The commissioners discussed the county’s tax revenue shortfalls during an Oct. 17 meeting. County Manager Craig Honeycutt presented several options to the commissioners on how to cut county expenses to ensure its own fund balance doesn’t dip below state mandates.
The county had planned to use $1.9 million of its fund balance during fiscal 2010-11. However, the county had to spend $4.4 million of its rainy day money during the period to offset declines in sales and property tax revenue, as well as state shared revenue during the final months of the last fiscal year ending June 30.
Cole said she was aware the county had planned to discuss its budget shortfalls on Oct. 17, but didn’t expect the commissioners to target the school system’s $21 million fund balance to offset its budget woes.
“They automatically came looking at us,” Cole said.
Cole said the school system had worked to build its savings through conservative spending. Cole also said she had believed the county had planned to focus mostly on cutting expenses within its departments.
The commissioners had scheduled a public hearing for Nov. 7 to discuss whether to request the school system provide the county with some of its money to offset expenses.
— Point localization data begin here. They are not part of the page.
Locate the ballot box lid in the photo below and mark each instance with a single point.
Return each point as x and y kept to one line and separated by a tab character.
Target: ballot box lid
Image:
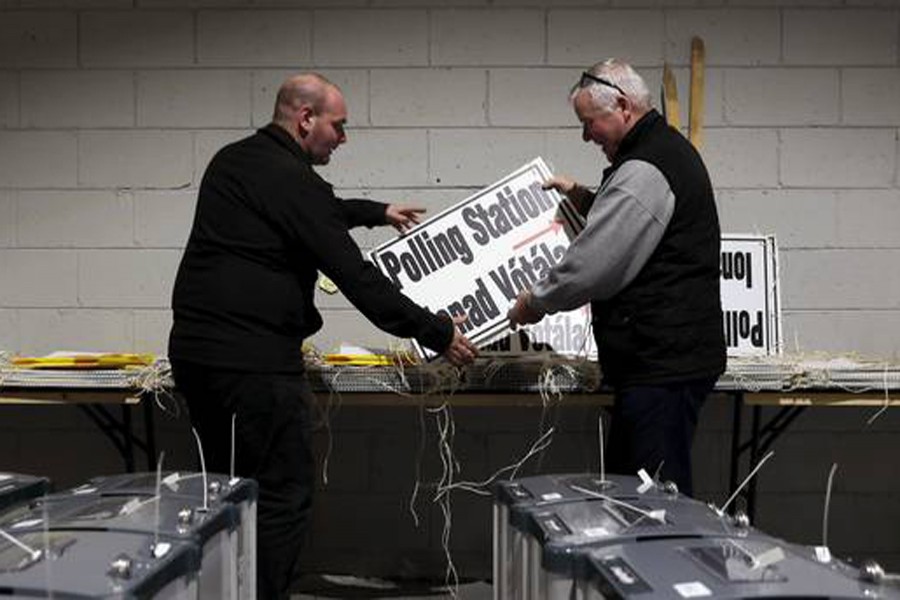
177	516
754	567
613	520
94	564
219	487
550	489
16	488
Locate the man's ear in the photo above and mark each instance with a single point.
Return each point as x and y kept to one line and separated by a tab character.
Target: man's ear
305	120
625	105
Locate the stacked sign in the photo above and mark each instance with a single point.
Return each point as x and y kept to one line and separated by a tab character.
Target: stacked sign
474	258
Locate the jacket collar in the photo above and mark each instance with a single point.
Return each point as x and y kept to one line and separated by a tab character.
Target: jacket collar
284	139
634	135
632	139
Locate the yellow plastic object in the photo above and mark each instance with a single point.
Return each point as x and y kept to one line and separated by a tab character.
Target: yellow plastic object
369	360
84	361
327	285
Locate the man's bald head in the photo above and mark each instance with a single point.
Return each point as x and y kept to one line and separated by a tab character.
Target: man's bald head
309	89
312	110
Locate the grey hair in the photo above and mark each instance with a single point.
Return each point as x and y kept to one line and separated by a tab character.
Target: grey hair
621	74
307	88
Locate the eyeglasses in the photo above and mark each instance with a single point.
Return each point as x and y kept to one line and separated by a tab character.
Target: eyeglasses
587	79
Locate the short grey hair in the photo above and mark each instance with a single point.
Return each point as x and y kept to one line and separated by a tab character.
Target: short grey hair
621	74
306	88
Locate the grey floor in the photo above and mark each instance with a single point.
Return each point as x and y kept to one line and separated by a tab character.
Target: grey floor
468	591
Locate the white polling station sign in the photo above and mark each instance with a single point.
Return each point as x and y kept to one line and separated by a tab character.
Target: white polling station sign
751	305
475	257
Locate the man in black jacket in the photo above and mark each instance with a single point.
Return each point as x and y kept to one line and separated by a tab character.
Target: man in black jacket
648	261
265	225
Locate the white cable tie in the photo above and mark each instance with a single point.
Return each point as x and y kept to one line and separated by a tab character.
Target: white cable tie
34	554
202	470
721	510
827	508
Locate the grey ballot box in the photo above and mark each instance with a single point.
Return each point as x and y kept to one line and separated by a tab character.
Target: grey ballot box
214	529
512	500
97	564
17	489
754	567
541	522
220	489
555	535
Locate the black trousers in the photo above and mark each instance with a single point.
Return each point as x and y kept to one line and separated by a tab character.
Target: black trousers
272	446
653	425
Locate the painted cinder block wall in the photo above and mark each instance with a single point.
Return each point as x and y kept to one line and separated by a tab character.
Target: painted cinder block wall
110	110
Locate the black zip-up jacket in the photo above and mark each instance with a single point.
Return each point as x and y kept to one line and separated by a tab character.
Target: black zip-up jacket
265	224
666	325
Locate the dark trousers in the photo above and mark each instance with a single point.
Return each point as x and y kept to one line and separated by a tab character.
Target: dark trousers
653	425
272	446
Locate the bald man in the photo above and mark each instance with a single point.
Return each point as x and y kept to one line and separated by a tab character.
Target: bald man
265	225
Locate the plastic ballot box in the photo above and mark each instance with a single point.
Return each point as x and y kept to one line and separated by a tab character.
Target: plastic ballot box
219	489
97	564
213	529
753	567
512	499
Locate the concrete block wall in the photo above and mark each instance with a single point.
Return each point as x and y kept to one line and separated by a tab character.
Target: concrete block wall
110	110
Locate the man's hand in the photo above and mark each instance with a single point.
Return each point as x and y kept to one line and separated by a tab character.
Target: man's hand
461	351
403	216
577	194
521	313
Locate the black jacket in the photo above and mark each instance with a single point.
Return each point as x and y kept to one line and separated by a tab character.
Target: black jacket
265	224
666	325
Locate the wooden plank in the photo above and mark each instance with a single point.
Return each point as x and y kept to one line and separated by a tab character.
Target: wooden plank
698	83
800	398
671	108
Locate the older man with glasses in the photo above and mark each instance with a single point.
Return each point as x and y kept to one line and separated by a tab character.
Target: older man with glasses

The Board of Education asked in a letter sent last Wednesday to Commissioner Linda Massey that the hearing be delayed until a joint meeting scheduled between the two boards on Dec. 13.
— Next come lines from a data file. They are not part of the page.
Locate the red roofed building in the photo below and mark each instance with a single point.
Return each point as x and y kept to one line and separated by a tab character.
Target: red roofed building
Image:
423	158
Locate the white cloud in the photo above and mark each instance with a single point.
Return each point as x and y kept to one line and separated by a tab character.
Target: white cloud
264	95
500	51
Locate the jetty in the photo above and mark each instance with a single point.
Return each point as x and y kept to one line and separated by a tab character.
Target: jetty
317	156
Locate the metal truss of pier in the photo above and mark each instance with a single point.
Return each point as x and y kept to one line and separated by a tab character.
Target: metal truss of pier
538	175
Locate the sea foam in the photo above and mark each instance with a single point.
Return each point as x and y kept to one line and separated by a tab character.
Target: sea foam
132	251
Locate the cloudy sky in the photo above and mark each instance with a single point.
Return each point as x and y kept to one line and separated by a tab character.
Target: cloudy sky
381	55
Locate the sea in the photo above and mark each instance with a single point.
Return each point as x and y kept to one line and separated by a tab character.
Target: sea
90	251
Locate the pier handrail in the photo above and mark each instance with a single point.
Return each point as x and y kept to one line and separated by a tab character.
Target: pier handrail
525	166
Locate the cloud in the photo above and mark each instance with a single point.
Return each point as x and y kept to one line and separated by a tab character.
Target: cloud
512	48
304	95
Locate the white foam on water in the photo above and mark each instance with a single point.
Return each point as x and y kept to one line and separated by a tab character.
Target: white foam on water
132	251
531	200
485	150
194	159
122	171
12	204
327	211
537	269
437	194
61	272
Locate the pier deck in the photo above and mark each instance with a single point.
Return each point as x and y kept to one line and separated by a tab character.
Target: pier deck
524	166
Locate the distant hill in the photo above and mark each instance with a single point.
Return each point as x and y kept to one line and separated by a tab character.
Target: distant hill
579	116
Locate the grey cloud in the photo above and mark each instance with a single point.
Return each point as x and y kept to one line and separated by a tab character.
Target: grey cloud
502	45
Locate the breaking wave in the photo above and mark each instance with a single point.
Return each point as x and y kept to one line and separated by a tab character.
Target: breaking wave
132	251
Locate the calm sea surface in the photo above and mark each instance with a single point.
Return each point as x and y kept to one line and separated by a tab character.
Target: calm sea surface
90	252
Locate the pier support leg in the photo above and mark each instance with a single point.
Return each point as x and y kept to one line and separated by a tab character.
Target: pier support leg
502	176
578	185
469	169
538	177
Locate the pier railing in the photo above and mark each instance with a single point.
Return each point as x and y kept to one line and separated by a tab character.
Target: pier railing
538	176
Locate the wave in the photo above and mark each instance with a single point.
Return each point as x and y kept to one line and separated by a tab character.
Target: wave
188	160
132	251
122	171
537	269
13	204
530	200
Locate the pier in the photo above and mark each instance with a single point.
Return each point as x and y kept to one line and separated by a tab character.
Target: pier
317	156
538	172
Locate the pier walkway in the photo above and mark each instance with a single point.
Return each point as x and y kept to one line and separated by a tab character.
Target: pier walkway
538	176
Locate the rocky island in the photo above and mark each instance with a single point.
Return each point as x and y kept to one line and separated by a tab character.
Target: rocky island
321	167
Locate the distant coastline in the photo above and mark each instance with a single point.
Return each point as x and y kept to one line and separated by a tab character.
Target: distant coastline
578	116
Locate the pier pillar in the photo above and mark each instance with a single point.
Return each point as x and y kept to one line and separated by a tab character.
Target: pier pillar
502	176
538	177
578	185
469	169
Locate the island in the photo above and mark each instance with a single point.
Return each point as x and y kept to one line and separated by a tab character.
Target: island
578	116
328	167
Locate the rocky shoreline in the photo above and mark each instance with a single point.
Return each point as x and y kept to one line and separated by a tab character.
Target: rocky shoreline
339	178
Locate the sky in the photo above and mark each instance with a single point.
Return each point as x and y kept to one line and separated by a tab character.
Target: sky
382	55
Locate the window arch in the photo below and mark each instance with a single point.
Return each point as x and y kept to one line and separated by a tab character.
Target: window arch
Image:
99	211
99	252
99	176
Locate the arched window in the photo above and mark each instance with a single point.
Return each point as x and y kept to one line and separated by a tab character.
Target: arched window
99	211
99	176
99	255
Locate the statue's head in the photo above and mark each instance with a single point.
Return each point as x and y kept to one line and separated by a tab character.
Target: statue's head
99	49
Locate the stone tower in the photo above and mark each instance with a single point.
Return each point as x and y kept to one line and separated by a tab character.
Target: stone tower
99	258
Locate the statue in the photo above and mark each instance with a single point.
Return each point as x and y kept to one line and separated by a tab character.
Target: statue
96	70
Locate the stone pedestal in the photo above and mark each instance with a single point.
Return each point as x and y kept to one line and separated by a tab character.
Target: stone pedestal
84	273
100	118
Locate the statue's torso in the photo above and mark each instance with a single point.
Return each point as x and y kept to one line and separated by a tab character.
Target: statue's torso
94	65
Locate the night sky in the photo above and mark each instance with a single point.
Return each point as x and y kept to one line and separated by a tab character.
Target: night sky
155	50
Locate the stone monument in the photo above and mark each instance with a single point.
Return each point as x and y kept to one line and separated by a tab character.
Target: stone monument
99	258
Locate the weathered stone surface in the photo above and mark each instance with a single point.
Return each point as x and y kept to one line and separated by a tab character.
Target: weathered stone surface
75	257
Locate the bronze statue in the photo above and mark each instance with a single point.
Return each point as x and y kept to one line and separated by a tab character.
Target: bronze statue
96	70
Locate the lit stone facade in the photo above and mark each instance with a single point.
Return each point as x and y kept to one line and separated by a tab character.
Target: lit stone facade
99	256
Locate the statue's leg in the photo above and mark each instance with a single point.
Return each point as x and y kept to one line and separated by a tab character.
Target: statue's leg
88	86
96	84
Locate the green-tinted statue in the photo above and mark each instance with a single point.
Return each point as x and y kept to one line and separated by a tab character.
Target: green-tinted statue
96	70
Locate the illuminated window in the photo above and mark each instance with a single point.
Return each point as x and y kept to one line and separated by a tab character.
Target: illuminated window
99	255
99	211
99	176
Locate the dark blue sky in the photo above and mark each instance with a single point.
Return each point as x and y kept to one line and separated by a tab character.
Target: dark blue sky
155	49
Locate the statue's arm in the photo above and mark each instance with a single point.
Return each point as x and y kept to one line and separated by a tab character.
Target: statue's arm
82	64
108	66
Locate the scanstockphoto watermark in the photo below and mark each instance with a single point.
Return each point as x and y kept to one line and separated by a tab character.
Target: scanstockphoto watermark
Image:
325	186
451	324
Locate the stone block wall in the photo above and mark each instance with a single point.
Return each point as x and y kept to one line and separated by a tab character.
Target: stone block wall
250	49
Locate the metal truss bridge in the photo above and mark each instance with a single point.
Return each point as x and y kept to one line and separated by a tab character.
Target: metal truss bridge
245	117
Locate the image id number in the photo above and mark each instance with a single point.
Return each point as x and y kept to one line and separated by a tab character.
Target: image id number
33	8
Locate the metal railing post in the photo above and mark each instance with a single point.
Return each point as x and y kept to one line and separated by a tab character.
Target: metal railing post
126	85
“Amidst the recent and ongoing discussions regarding potential budget cuts across our county, we would like to ensure that both the county commissioners and school board members have an opportunity to share information and ask questions about our budgets,” Cole stated in the letter.
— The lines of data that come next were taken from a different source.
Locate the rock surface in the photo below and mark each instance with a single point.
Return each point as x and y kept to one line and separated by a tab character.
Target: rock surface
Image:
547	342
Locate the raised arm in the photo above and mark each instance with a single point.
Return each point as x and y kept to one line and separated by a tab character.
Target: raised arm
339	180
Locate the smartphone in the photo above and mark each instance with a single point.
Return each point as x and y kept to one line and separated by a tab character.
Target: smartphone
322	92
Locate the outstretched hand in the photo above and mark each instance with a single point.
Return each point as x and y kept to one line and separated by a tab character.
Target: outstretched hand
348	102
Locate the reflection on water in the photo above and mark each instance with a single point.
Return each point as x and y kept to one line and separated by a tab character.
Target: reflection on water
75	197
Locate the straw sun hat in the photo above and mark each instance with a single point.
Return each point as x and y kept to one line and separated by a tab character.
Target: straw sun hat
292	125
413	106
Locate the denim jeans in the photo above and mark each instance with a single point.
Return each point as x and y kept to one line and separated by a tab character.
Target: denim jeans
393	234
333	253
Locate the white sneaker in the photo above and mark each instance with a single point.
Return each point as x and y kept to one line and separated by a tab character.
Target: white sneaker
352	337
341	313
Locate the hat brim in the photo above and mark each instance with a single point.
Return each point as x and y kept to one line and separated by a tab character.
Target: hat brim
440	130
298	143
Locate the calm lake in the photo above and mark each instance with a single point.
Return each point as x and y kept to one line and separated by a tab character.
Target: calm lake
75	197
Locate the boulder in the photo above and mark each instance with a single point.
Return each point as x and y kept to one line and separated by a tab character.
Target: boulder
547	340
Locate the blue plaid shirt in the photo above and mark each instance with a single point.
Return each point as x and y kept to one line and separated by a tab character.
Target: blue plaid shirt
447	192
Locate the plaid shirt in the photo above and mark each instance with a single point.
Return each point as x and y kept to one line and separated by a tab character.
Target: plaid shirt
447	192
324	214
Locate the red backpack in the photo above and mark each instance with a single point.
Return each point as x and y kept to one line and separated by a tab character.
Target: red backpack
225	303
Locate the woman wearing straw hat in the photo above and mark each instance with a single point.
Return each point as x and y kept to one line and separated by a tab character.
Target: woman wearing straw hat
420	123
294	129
“We feel that a discussion between both boards would be beneficial prior to a public hearing.”
Cole said she had received an email from county management that the public hearing would be delayed.
Massey said she didn’t have a problem with delaying the public hearing until after the joint meeting.
“If (the school board) just volunteers to give us the money then we don’t have to hold a public hearing,” Massey said. “We will decide after the meeting if we need to set a public hearing. It’s not critical right now — we are just planning ahead.”
Commissioners Tom Manning and Tim Sutton said Monday that they had no problem with delaying the public hearing either.
Manning said he hoped the school board would work cooperatively with the commissioners to resolve the budget issues.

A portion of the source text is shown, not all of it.